Le Museo Nacional Centro de Arte Reina Sofía consacre une ambitieuse rétrospective à l'œuvre d'Alberto Greco, figure majeure de la transition entre l'art moderne et l'art contemporain et artiste essentiel pour comprendre les mutations conceptuelles de la seconde moitié du XXe siècle. Le musée possède une importante collection d'œuvres de cet artiste argentin, dont l'importance avait déjà été mise en lumière lors de l'exposition « Hétérotopie. Un demi-siècle sans lieu : 1918-1968 » (2000), dans le cadre du cycle « Versions du Sud », où son œuvre s'inscrivait dans le cadre de la notion de « constellation conceptuelle ».
La rétrospective Alberto Greco. Viva el arte vivo (Vive l'art vivant ), organisée par Fernando Davis et présentée du 11 février au 8 juin 2026 au rez-de-chaussée du bâtiment Sabatini, offre un panorama complet de son œuvre artistique et littéraire. Manuel Segade a souligné que Greco, en plus d'être une figure majeure du changement de paradigme artistique du XXe siècle, a profondément marqué la génération espagnole qui a embrassé l'informalisme durant son séjour en Espagne.
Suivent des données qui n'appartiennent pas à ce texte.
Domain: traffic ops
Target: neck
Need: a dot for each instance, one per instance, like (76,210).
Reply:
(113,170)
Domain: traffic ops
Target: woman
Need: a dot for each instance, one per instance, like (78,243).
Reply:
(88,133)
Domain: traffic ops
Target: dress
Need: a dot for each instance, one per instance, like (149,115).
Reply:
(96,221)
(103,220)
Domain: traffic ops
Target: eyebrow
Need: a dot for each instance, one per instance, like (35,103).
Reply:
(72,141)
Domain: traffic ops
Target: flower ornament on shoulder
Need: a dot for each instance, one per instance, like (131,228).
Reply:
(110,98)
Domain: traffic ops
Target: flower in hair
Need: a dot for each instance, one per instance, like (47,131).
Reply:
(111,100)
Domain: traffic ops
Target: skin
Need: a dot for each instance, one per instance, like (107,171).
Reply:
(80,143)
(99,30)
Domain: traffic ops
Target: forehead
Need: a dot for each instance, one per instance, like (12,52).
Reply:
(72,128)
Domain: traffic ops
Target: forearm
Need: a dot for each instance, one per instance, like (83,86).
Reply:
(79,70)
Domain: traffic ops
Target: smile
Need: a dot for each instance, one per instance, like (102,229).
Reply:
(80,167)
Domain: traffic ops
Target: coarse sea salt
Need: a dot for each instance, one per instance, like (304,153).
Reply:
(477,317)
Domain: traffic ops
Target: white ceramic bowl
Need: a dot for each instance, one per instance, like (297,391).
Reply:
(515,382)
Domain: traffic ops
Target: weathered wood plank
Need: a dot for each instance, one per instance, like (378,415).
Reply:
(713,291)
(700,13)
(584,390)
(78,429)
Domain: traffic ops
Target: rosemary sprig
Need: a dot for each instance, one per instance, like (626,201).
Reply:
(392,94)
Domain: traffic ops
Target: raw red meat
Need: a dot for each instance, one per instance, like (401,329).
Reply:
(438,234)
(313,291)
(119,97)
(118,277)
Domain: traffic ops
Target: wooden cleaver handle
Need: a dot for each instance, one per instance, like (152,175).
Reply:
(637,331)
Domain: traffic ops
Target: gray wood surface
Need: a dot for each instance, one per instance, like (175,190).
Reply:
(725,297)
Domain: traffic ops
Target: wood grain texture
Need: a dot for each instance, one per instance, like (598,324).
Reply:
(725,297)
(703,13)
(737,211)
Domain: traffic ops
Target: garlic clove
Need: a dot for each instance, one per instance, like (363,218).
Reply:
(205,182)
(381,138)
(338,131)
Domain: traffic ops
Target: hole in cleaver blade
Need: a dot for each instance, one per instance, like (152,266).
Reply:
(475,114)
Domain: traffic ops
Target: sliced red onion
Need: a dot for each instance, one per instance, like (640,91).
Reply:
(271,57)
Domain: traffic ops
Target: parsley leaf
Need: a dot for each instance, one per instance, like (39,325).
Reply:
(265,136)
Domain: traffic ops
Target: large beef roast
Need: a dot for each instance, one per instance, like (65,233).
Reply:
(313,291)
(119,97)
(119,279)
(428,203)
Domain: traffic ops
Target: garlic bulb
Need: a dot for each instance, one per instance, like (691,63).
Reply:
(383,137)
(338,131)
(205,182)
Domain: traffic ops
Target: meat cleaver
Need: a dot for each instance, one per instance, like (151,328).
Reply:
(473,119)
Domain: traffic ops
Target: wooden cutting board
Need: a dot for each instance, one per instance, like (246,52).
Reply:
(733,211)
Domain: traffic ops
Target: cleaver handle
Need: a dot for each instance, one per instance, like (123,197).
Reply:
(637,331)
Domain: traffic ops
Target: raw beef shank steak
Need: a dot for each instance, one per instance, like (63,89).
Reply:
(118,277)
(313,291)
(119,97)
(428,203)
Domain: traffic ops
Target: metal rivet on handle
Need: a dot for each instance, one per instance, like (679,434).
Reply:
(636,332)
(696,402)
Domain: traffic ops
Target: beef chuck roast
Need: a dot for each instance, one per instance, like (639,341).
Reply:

Artiste radical ayant toujours œuvré en marge des circuits officiels, Greco a proclamé en 1962 les fondements de l'art vivant, une déclaration de principes selon laquelle le créateur ne devait pas se limiter à exposer une peinture, mais plutôt « apprendre aux gens à voir du doigt » ce qui se passe dans la vie quotidienne. Ce geste a été formulé dans le Manifesto Dito dell'Arte Vivo (Manifeste de l'art vivant ), publié à Gênes la même année, où il affirmait que l'art ne devait pas se confiner à la galerie, mais être reconnu dans sa manifestation quotidienne : dans les mouvements, les conversations, les odeurs et les situations de la rue.
L'exposition retrace son parcours depuis ses débuts littéraires à la fin des années 1940 — avec des poèmes et des nouvelles comme *Criatura humana* , * Fiesta * et *Ni tonto ni holgazán* , marqués par une sensibilité à la marge et au fantastique — jusqu'à son affirmation comme figure d'avant-garde. Après un premier séjour à Paris (1954-1956), il retourne à Buenos Aires et adopte un informalisme intense, axé sur la matière, concevant la peinture comme un organisme vivant.

Le tournant décisif se situe entre 1961 et 1963. Il tapisse Buenos Aires d'affiches autoréférentielles qui anticipent les stratégies du pop art et de l'art de masse, réalise ses premières actions de rue à Paris et rédige son manifeste en Italie. En 1963, après la performance de son œuvre expérimentale Cristo 63 , il est contraint à l'exil.
Son séjour en Espagne s'avéra particulièrement fructueux. Vivant entre Madrid et Piedralaves, dans la province d'Ávila – qu'il rebaptisa « Grequissimo Piedralaves » –, il transforma les espaces et les personnes en œuvres d'art vivantes. Il y dévoila le Grand Manifeste de l'Art Vivant , présenta ses objets vivants à la galerie Juana Mordó, fonda sa propre galerie privée, un espace hybride de création et de rencontre, et collabora avec des artistes tels que Manolo Millares et Antonio Saura.

Alberto Greco, Y...d'aujourd'hui, 1964.
Durant les deux dernières années de sa vie, marquées par des voyages incessants entre Buenos Aires, New York, Madrid, Ibiza et Barcelone, il a développé des collages « autopromotionnels » et a commencé à écrire à Ibiza le roman expérimental Besos brujos ( Baisers de sorcières), conçu comme une œuvre d'art vivante en soi. Sa carrière a culminé avec Todo de todo (Tout de tout) , un collage autoréférentiel qui défend l'art « pour tous ».
L’exposition Reina Sofía ne se contente pas de restituer l’intensité d’une œuvre brève mais décisive, elle restaure également la figure de Greco comme un artiste qui a compris, avant beaucoup d’autres, que l’art ne résidait pas dans l’objet mais dans le regard et dans le geste qui le désigne.